Daily gripes
It's Thursday. Which means that wherever you go, people have that Thursday look about them. Wednesday's people are much less Thursday than Thursday's people. Everyone just looks very Thursday. Today I feel very, very Thursday. Last night I did not sleep, not because, for once, my gloriously adorable pickle woke me up because of bad dreams, or that she needed the loo, or that she was wiggling beside me in her sleep, but because every full breath that my gorgeous husband took throughout the night was swaddled in an ear splitting snore. I know tigers that would be jealous of how roary his snores get.
So, today I woke up to my pickle being extremely arguments, and trying a thousand different tactics to get me to agree that she stay in bed, so the morning fighting, which has been almost non existent this week, resumed today. You know when your child, after not sleeping for 2 years, finally sleeps for a night, and you and your partner instantly start manically listing the things that could have made her sleep. "Well, she went to bed half an hour earlier last night, and she ate more vegetables than usual....no but she had chocolate pudding for dessert, which usually keeps her up later, okay but then she played with her friends in the afternoon, and they did a lot of bouncing, did they have avocado? She hasn't eaten avocado in ages, maybe that's it! But she only ate pancakes for breakfast, so not really enough protein and fresh fruit, oh wait! no she had a poo yesterday! and she had a poo the day before, and the day before that...that must be it? ah only she went to a birthday party the day before, and she had a massive meltdown at that, so that must have...." etc. ad nauseum. You are so desperate to find the magic pill that made her go to sleep, when in fact, it is nothing. There is no reason.

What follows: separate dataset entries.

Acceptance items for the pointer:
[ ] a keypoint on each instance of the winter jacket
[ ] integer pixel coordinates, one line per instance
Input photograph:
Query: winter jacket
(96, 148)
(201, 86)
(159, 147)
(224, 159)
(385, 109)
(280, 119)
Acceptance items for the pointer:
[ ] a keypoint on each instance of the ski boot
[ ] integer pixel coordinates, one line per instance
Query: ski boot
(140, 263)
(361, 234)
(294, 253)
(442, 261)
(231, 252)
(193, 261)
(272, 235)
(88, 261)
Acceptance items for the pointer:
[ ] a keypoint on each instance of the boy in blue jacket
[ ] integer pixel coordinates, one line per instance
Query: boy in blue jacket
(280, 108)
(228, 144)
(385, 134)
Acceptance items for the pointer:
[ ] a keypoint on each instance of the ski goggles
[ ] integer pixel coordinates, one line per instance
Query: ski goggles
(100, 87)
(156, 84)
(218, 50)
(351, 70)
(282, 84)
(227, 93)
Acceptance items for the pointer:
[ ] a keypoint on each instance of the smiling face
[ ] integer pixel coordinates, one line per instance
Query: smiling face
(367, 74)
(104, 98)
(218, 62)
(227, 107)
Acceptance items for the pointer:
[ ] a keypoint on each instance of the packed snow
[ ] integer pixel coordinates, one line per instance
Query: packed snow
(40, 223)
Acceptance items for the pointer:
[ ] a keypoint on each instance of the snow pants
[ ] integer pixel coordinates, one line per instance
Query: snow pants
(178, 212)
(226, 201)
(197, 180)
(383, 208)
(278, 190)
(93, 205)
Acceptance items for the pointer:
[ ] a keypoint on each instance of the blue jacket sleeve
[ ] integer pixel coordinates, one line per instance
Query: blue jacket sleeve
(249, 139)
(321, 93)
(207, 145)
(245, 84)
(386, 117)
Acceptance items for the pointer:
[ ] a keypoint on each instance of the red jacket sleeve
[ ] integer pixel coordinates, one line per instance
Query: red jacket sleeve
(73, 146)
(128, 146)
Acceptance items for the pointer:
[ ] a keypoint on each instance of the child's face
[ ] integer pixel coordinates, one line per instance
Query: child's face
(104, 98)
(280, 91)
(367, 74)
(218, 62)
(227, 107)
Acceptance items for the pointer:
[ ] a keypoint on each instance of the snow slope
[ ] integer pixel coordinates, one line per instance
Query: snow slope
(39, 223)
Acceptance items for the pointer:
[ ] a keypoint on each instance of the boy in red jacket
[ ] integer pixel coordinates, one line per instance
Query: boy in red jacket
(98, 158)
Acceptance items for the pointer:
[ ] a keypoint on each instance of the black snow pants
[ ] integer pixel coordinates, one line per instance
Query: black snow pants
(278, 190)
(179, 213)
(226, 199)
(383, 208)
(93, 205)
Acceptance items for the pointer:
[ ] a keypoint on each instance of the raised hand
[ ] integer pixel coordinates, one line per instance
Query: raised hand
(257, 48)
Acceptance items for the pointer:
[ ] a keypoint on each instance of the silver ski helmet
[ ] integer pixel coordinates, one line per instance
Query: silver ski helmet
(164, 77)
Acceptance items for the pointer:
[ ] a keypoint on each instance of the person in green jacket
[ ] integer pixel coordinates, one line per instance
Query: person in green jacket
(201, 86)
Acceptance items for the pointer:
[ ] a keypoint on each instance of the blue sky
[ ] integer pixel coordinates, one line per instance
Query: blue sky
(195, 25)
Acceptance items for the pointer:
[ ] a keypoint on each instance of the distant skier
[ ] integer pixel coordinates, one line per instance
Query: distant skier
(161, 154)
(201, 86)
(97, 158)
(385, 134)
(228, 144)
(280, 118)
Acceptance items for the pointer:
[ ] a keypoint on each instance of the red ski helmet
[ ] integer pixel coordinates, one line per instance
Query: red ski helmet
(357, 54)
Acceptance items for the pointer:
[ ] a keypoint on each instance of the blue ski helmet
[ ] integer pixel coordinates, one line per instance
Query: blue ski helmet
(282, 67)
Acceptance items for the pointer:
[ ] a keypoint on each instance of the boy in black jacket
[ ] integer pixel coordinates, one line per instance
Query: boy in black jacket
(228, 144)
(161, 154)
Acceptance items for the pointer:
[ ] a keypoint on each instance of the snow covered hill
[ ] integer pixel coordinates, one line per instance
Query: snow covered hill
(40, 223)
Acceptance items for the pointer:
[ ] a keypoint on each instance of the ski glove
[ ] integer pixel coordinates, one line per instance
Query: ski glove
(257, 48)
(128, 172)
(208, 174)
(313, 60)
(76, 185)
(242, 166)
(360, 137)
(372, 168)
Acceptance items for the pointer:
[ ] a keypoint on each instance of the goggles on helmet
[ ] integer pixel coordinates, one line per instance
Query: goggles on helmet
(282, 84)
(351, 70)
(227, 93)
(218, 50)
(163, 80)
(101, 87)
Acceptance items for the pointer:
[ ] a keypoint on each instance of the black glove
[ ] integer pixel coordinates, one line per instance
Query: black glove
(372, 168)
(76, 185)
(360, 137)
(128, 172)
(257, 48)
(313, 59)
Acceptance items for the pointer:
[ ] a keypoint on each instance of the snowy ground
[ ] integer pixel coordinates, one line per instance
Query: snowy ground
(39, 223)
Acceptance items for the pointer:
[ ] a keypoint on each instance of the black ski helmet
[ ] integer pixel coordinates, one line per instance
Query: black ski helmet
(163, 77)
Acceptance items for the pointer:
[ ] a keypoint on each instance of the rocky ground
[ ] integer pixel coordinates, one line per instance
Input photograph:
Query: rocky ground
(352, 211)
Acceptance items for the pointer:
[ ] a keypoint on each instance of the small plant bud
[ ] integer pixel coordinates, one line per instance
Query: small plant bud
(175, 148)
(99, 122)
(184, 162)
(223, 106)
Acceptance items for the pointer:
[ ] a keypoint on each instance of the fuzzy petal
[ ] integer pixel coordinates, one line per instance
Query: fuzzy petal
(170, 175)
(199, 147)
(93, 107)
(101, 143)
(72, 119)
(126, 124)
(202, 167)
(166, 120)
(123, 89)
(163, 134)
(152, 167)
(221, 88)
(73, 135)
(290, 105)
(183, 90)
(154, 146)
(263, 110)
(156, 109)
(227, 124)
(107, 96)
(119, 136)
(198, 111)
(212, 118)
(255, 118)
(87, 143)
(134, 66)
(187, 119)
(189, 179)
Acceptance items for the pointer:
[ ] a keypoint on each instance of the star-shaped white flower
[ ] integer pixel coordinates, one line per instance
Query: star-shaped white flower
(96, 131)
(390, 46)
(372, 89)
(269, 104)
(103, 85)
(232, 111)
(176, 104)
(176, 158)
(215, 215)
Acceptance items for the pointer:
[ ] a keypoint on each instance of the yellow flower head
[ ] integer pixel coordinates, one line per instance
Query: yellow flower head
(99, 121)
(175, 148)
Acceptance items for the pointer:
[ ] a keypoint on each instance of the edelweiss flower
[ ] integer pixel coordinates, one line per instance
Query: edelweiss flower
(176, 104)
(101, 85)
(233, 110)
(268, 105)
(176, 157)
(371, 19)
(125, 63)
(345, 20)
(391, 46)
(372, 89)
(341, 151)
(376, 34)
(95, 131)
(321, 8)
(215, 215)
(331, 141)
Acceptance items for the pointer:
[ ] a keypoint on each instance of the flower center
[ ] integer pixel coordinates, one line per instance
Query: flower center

My panic listing was because in the last few days, this whole school week in fact, Pickle has been a dream. Polite (almost regularly), starting to regulate by herself, listening more than usual, communicating, full of love, helping me make her after school snack, eating properly, taking a bath and letting me wash her hair, and getting up in the morning and getting dressed without (much of) a fight. What is different? I maniacally asked myself. What have we done that we need to keep doing? What is it? OMG WHAT?????!!!! But, deep down, I knew, there is not an answer. It's just a phase. Just like her bad phases are phases. She goes into chrysalis stages, where she is squashed, grumpy, hot, bothered, pissed off, and changing. She always emerges from these, more beautiful, more shining, and more vibrantly radiant than ever, joyfully free to spread her wings, to fly another day.